Problem & Motivation: The "LLM Gap" in Advertising
While Generative Recommendation (GenRec) is the new frontier, the industry has struggled to deploy it in real-time advertising. Standard LLM recipes fail here for three reasons:
- Semantic Collision: Ads are more than just "text." Identical videos might target different conversion goals (e.g., "purchase" vs. "app install"), creating collisions in standard semantic ID spaces.
- Point-wise vs. List-wise: LLMs learn to predict the next token, but ad platforms need to optimize the eCPM of a ranked list.
- The Inference Tax: Autoregressive decoding is notoriously slow. Serving hundreds of candidates per request under a 100ms budget is a nightmare for standard Transformer decoders.
Methodology: The Core Innovations
1. UA-SID: Beyond Basic Embeddings
To solve the tokenization problem, GR4AD uses Unified Advertisement Semantic IDs. They fine-tune a Multi-modal LLM (MLLM) on ad-specific instructions and use Co-occurrence Learning to inject collaborative filtering signals into the IDs.
To reduce collisions, they use Multi-Granularity-Multi-Resolution (MGMR) RQ-Kmeans. This allows earlier levels of the ID to capture high-level semantics while final levels use hash-based numeric mapping for business-specific signals.

2. LazyAR: Engineering the Latency Breakthrough
The "Aha!" moment in this paper is the LazyAR (Lazy Autoregressive) Decoder. The authors noticed that the first token of a Semantic ID carries the most weight, but later tokens are cheaper to compute if you relax the rules.
Instead of full autoregression, LazyAR computes the first layers in parallel (shared across all beams) and only does the final layers autoregressively. This effectively doubles the inference throughput (QPS) without hurting recommendation quality.

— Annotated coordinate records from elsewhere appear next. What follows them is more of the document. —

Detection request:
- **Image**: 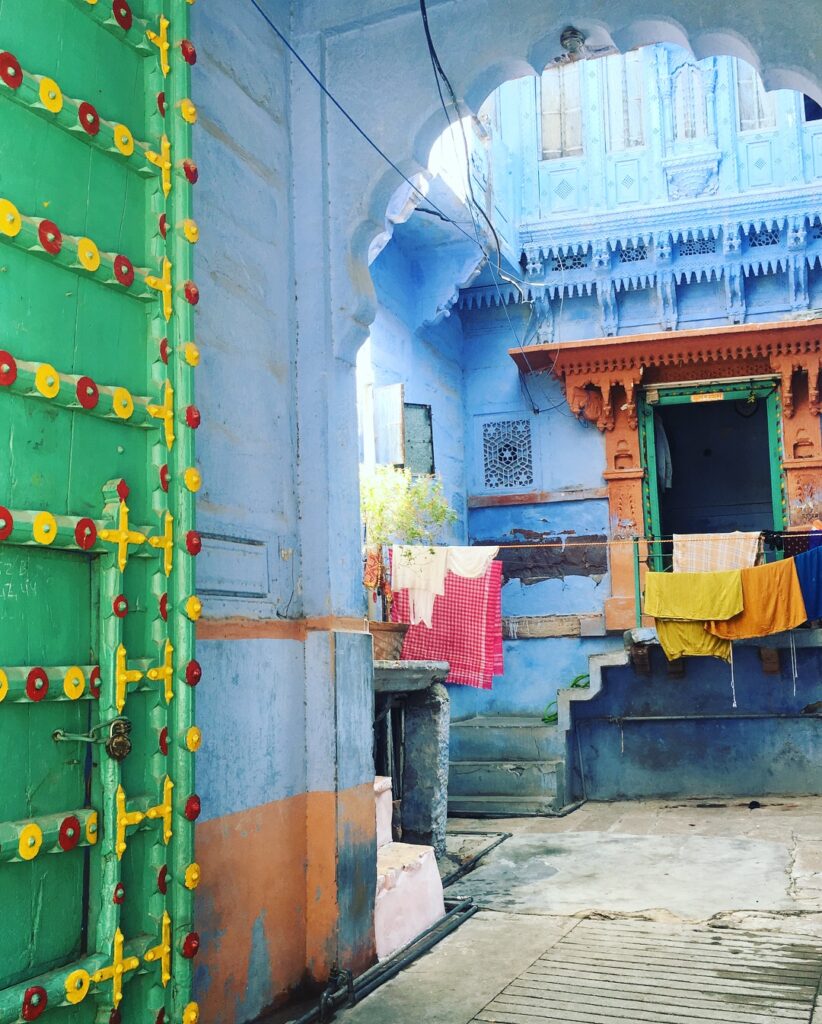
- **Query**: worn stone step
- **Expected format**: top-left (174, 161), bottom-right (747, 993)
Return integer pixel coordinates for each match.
top-left (450, 715), bottom-right (565, 761)
top-left (448, 797), bottom-right (558, 818)
top-left (448, 758), bottom-right (561, 799)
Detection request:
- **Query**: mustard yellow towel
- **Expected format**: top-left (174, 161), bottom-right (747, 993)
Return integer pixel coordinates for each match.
top-left (656, 618), bottom-right (731, 662)
top-left (705, 558), bottom-right (808, 640)
top-left (645, 569), bottom-right (741, 618)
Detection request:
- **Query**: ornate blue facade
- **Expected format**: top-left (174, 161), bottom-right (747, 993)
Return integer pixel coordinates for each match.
top-left (358, 45), bottom-right (822, 792)
top-left (461, 45), bottom-right (822, 340)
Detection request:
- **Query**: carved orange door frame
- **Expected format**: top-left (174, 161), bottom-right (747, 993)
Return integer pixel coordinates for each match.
top-left (510, 321), bottom-right (822, 630)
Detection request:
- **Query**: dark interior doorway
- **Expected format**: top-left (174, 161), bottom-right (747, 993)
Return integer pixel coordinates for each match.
top-left (655, 398), bottom-right (774, 536)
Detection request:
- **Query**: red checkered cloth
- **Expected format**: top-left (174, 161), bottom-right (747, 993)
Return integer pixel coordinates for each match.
top-left (391, 561), bottom-right (503, 690)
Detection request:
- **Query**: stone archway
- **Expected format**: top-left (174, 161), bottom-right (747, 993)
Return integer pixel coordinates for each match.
top-left (293, 0), bottom-right (822, 614)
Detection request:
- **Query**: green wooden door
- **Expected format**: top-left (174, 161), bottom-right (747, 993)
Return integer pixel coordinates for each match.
top-left (639, 378), bottom-right (786, 571)
top-left (0, 0), bottom-right (200, 1024)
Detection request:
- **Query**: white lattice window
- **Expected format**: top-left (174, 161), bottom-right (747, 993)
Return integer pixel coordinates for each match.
top-left (603, 50), bottom-right (643, 152)
top-left (680, 239), bottom-right (717, 256)
top-left (748, 227), bottom-right (779, 249)
top-left (482, 420), bottom-right (533, 487)
top-left (736, 60), bottom-right (776, 131)
top-left (551, 253), bottom-right (589, 270)
top-left (539, 63), bottom-right (582, 160)
top-left (674, 63), bottom-right (707, 141)
top-left (619, 244), bottom-right (648, 263)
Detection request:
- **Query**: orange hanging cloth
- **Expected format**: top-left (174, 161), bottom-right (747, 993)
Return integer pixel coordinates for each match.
top-left (705, 558), bottom-right (808, 640)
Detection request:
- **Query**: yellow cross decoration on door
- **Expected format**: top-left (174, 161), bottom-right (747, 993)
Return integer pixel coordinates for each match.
top-left (100, 502), bottom-right (146, 572)
top-left (91, 928), bottom-right (140, 1010)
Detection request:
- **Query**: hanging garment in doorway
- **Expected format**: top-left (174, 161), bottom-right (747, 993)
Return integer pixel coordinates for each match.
top-left (793, 547), bottom-right (822, 620)
top-left (447, 545), bottom-right (500, 580)
top-left (674, 530), bottom-right (763, 572)
top-left (645, 571), bottom-right (743, 662)
top-left (654, 413), bottom-right (674, 490)
top-left (391, 544), bottom-right (448, 629)
top-left (706, 558), bottom-right (808, 640)
top-left (391, 561), bottom-right (503, 690)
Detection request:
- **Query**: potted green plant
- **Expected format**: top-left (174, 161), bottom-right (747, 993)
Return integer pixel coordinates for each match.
top-left (359, 466), bottom-right (458, 660)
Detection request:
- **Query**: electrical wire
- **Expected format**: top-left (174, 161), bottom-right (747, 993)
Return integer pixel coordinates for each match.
top-left (251, 0), bottom-right (564, 414)
top-left (244, 0), bottom-right (501, 259)
top-left (420, 0), bottom-right (560, 416)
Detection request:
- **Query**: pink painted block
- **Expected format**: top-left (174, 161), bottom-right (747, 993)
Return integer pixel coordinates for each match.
top-left (374, 843), bottom-right (445, 959)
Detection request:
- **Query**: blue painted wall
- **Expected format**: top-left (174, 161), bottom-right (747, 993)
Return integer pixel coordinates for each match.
top-left (566, 643), bottom-right (822, 800)
top-left (357, 224), bottom-right (468, 544)
top-left (360, 45), bottom-right (822, 719)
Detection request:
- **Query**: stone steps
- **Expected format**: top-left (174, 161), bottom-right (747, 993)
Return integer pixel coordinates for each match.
top-left (450, 715), bottom-right (565, 761)
top-left (448, 797), bottom-right (557, 818)
top-left (448, 759), bottom-right (562, 798)
top-left (448, 715), bottom-right (565, 816)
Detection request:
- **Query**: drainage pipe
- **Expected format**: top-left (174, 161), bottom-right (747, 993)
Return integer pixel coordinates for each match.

3. RSPO: Aligning with Business Value
Standard Cross-Entropy isn't enough. GR4AD introduces RSPO (Ranking-Guided Softmax Preference Optimization). It’s an RL-based approach that treats the candidate list as a whole, optimizing for an upper bound of NDCG, specifically weighted by business value (eCPM). This ensures the model isn't just "predicting what's next" but "predicting what's valuable."
Experiments & Results: Scaling Laws are Real
The results from Kuaishou’s production environment are definitive:
- Revenue Growth: Up to +4.32% relative to the GR-Base.
- Efficiency: LazyAR + Serving optimizations reached 117% QPS improvement over vanilla generative setups.
- Scaling Laws: The authors observed a linear relationship between revenue and both model size and inference beam width.

Critical Insight & Conclusion
GR4AD proves that the future of recommendation is generative, but only if we stop treating recommenders as "text completion engines." The success here stems from architectural relaxation (LazyAR) and metric alignment (RSPO).
Takeaway: If you are scaling GenRec, don't just scale the parameters. Scale the inference-time search (beam width) and optimize the sharing of hidden states across beams.
Limitations
- The LazyAR design is specific to short-sequence generation (Semantic IDs) and likely won't translate to long-form LLM text generation.
- The reliance on a Reward Model for RL signal means the upper bound of performance is still capped by the quality of the teacher reward model.